Latest update May 19th, 2026 12:35 AM
Kaieteur News- There are a few things smaller than a man giving his word and then walking back on it, because doing so serves his interests. When he was on the campaign trail as presidential candidate, Mohamed Irfaan Ali made a commitment to Guyanese that he has now disowned. The 2016 ExxonMobil oil contract that he condemned in the strongest terms; he now hangs onto for dear life. When the pendulum swings so easily for a candidate that aspired to be a national leader and became one, then trust in whatever he says falls apart. If something as important as the ExxonMobil contract could be used so slickly to gain favor first with Guyana’s electorate, then with the oil companies, then the credibility of Guyana’s leading citizen shatters, has little standing.
“We have made it very clear, and we can never agree, how could, I don’t think any Guyanese agree with this, no Guyanese except the government that is defending it. We have made it very clear that we have to go towards, we’re looking at these contracts, renegotiating these contracts, looking at contract management and all of these things. Everything we have to relook at because we have to ensure that our country does not get the wrong end of the stick.”
Candidate Ali before, and President Ali now presenting two sides of a coin. Trusting Guyanese observe this when his postures and actions today as Guyana’s leader are weighed and matched against what he was so potent about before. He may prefer to eat those words, but they are his, and they highlight the dreadful contradictions of the president. They set in neon lights, the weakness and fear of the man who is supposed to be Guyana’s chief advocate, champion warrior.

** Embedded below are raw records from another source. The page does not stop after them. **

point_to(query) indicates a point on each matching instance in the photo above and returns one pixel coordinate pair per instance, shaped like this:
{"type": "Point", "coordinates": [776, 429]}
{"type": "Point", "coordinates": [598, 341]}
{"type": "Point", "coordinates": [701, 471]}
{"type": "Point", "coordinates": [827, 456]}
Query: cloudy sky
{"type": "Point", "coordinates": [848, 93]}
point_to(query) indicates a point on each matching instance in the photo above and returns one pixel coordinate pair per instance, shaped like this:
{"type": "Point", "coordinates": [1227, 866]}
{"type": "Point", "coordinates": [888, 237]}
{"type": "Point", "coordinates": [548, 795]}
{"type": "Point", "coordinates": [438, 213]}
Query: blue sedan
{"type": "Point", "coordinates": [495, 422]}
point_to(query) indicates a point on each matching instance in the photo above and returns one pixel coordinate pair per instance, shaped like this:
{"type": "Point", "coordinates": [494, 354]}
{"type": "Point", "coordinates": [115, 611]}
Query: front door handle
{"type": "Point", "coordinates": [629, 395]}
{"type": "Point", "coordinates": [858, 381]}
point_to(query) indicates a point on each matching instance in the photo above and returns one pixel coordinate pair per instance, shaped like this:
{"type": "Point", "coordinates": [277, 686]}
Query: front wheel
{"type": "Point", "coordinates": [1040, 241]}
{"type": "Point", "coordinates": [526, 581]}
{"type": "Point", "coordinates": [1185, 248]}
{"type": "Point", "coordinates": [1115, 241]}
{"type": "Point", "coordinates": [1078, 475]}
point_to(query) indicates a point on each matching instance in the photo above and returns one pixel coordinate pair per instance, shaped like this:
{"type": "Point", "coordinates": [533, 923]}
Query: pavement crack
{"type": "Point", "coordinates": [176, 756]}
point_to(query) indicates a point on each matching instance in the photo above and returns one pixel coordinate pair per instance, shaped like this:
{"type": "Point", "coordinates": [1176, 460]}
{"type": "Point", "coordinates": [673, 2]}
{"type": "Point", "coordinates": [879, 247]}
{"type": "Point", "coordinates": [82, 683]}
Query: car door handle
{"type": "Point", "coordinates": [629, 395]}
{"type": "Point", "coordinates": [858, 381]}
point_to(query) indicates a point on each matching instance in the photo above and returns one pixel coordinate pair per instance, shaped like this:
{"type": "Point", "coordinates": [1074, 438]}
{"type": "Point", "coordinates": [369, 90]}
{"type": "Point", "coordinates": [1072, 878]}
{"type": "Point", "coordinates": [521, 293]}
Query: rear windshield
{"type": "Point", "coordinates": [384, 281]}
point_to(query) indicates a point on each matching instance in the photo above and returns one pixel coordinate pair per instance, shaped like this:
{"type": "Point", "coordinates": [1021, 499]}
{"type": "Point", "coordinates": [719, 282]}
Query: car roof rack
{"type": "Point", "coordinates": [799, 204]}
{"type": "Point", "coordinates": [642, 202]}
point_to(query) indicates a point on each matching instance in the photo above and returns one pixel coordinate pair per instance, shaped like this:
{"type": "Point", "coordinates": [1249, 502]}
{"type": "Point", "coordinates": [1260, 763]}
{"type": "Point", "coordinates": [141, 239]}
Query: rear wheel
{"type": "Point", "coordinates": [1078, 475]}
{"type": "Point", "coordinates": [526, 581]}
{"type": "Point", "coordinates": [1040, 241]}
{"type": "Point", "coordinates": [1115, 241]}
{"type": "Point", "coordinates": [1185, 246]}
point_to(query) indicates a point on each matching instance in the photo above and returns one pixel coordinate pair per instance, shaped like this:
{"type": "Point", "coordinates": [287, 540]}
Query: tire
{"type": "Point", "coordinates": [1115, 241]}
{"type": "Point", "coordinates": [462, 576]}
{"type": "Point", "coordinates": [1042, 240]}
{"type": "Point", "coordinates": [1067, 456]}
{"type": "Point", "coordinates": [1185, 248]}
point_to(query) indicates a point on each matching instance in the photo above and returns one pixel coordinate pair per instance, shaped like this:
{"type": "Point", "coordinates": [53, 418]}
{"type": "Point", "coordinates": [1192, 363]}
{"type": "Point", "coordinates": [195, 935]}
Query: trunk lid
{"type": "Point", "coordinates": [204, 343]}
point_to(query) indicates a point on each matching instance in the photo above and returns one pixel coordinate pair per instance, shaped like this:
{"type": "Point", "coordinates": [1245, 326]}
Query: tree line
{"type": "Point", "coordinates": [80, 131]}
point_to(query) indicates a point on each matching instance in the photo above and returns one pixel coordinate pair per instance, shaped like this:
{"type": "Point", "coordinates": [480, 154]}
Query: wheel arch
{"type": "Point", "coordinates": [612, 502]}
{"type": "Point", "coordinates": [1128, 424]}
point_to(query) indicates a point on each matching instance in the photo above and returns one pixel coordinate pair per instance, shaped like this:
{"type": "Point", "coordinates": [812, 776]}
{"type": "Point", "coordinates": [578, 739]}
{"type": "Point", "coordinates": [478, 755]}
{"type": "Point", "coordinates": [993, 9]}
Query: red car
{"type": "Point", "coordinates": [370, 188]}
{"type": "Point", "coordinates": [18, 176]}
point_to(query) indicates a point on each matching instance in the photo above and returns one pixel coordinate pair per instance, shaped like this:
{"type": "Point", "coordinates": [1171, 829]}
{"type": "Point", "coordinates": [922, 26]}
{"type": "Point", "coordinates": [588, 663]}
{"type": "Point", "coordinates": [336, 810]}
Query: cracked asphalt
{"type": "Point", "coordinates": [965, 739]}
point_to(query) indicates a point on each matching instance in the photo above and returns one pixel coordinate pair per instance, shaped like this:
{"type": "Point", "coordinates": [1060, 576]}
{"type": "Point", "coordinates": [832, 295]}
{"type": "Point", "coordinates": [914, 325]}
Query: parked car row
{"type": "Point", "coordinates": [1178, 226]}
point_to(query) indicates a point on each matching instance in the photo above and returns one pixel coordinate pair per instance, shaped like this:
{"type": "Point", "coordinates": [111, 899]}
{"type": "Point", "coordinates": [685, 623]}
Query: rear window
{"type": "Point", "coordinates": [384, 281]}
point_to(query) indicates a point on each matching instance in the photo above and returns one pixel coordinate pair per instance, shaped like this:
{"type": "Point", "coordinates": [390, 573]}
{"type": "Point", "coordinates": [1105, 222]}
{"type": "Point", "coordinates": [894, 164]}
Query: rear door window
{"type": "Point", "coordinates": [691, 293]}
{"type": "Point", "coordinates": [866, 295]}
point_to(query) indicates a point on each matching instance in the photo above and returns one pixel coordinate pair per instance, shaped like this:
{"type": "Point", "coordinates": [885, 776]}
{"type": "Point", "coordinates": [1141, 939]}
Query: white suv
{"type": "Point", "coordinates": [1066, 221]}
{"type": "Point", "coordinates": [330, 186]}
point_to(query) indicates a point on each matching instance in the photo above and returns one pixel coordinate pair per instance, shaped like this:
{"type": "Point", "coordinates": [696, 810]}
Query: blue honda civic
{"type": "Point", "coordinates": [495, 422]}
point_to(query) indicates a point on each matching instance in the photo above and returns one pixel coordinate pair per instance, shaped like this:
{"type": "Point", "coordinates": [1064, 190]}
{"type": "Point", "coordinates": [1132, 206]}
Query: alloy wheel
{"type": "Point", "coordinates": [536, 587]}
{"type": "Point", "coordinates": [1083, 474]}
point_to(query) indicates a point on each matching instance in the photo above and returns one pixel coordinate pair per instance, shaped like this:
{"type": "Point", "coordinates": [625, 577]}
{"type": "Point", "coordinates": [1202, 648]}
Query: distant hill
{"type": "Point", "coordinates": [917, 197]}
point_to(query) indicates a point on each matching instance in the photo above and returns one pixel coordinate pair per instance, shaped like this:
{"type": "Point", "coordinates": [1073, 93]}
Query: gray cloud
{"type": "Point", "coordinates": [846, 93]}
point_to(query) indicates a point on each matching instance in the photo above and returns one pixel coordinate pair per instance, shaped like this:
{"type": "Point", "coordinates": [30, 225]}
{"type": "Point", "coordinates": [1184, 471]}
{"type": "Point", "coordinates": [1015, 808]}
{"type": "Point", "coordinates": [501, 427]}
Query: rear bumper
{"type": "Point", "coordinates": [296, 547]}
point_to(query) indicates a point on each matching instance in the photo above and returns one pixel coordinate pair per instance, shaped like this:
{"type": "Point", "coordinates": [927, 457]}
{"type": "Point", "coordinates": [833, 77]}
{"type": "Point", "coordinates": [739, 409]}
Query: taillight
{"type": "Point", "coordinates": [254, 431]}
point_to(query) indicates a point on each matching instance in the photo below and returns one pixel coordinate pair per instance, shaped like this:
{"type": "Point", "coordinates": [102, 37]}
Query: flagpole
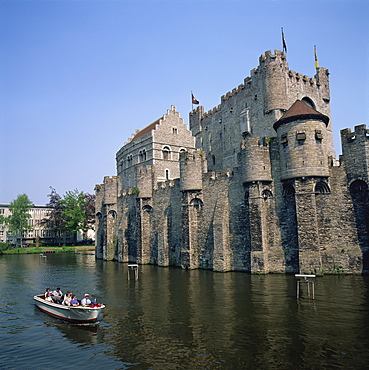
{"type": "Point", "coordinates": [284, 45]}
{"type": "Point", "coordinates": [316, 59]}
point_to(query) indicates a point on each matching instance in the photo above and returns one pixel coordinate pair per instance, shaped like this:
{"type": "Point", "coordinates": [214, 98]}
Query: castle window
{"type": "Point", "coordinates": [318, 135]}
{"type": "Point", "coordinates": [284, 139]}
{"type": "Point", "coordinates": [300, 137]}
{"type": "Point", "coordinates": [322, 187]}
{"type": "Point", "coordinates": [308, 102]}
{"type": "Point", "coordinates": [142, 155]}
{"type": "Point", "coordinates": [197, 203]}
{"type": "Point", "coordinates": [166, 153]}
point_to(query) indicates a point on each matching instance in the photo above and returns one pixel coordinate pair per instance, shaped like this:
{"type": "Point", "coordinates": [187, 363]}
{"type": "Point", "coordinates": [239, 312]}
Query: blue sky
{"type": "Point", "coordinates": [77, 78]}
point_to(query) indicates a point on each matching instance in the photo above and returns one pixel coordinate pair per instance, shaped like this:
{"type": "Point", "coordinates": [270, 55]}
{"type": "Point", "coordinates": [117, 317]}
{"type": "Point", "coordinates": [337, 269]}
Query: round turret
{"type": "Point", "coordinates": [302, 136]}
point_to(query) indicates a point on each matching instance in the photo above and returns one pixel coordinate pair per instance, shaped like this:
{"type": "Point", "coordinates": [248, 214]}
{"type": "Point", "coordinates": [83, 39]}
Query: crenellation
{"type": "Point", "coordinates": [253, 186]}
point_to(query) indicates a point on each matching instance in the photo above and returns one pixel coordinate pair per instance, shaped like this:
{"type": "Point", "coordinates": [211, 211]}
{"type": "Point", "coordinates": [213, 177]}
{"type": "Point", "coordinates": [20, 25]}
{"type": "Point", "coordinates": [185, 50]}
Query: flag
{"type": "Point", "coordinates": [284, 45]}
{"type": "Point", "coordinates": [316, 58]}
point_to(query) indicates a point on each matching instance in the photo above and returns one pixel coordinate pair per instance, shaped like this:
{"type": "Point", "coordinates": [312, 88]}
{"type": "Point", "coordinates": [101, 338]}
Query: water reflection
{"type": "Point", "coordinates": [79, 334]}
{"type": "Point", "coordinates": [177, 319]}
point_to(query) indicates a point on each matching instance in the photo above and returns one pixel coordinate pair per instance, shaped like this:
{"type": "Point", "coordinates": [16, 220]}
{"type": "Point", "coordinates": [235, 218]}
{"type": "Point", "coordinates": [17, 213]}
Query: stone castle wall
{"type": "Point", "coordinates": [248, 197]}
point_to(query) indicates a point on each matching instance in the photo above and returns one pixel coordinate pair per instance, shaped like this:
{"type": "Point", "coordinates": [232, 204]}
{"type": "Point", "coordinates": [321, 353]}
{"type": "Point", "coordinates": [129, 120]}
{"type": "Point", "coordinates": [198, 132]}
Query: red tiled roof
{"type": "Point", "coordinates": [300, 110]}
{"type": "Point", "coordinates": [147, 129]}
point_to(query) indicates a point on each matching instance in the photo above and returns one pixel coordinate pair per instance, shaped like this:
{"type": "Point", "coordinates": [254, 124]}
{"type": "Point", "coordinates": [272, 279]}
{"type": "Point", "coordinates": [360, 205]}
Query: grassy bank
{"type": "Point", "coordinates": [45, 250]}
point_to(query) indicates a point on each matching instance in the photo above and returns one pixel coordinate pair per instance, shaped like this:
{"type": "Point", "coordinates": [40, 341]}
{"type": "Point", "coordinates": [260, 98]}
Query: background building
{"type": "Point", "coordinates": [39, 233]}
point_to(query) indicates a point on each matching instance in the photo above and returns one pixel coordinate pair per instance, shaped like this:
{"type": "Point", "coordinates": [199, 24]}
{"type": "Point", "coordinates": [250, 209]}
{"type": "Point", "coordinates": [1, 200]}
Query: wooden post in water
{"type": "Point", "coordinates": [133, 267]}
{"type": "Point", "coordinates": [305, 279]}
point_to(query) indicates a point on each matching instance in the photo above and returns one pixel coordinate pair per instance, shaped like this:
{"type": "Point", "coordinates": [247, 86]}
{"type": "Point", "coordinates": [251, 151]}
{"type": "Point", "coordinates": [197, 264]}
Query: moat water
{"type": "Point", "coordinates": [176, 319]}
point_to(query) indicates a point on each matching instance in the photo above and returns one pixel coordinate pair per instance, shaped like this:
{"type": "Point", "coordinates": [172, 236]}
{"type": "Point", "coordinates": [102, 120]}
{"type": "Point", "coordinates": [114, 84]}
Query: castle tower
{"type": "Point", "coordinates": [302, 137]}
{"type": "Point", "coordinates": [355, 157]}
{"type": "Point", "coordinates": [274, 68]}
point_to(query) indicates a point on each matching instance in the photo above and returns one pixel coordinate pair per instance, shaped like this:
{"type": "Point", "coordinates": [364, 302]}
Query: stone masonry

With an oil warrior like President Ali, that war is already lost. We believe that he never intended to fight, but was playing the usual cheap politics that features so much in the local environment. Candidate Ali told Guyanese what they wanted to hear, gave them hope, then he turned his back on them, abandoned them to curry favor with a superpower oil company and its partners. From “we can never agree” to “we are honorable people.”
Indeed, honor has its uses, comes in handy in a crunch, no matter the unknown nature of it, the fullness of its expanse, to those who suddenly claim its mantle. The 2106 ExxonMobil oil contract that had not one good provision to recommend it to Candidate Irfaan Ali, now has everything to be defended by him.
If an ordinary citizen resists speak from both sides of their mouth on the same issue, it is imperative that a president not degrade to any lesser standard. When a president speaks from both sides of the mouth, he puts the presidency in the worst light. When a president leaves his people hanging, is proud to be among the chief backers of their exploiters, then he has surrendered any claim to self-respect, relinquished whatever hold he had on his high office. Who is President Ali for with this great national bonanza? Why is he so much against what would be beneficial to Guyanese? The answers to those questions support or subtract from his fitness to be in the place that he sits.
The man who wanted to be the primary national leader was all thunder and lightning against the ExxonMobil contract. Today, he has imprisoned himself in a role that does not project even a single flicker of strength, of leadership boldness, in terms of renegotiation of that reprehensible corporate construction. When he was a candidate for president, Irfaan Ali was about all that was manly in how he was going to tear that odious oil contract to pieces. Now that he is President, Ali and with all the obligations that go with that title and office, he is unashamed to shelter seamlessly in the role of a helpless child where the ExxonMobil contract is concerned. This is what Irfaan Ali has reduced the presidency to, diminished the instruments and power of the highest office in Guyana. The budget offers scant comfort to Guyanese poor, yet President Ali resists renegotiation for more for them.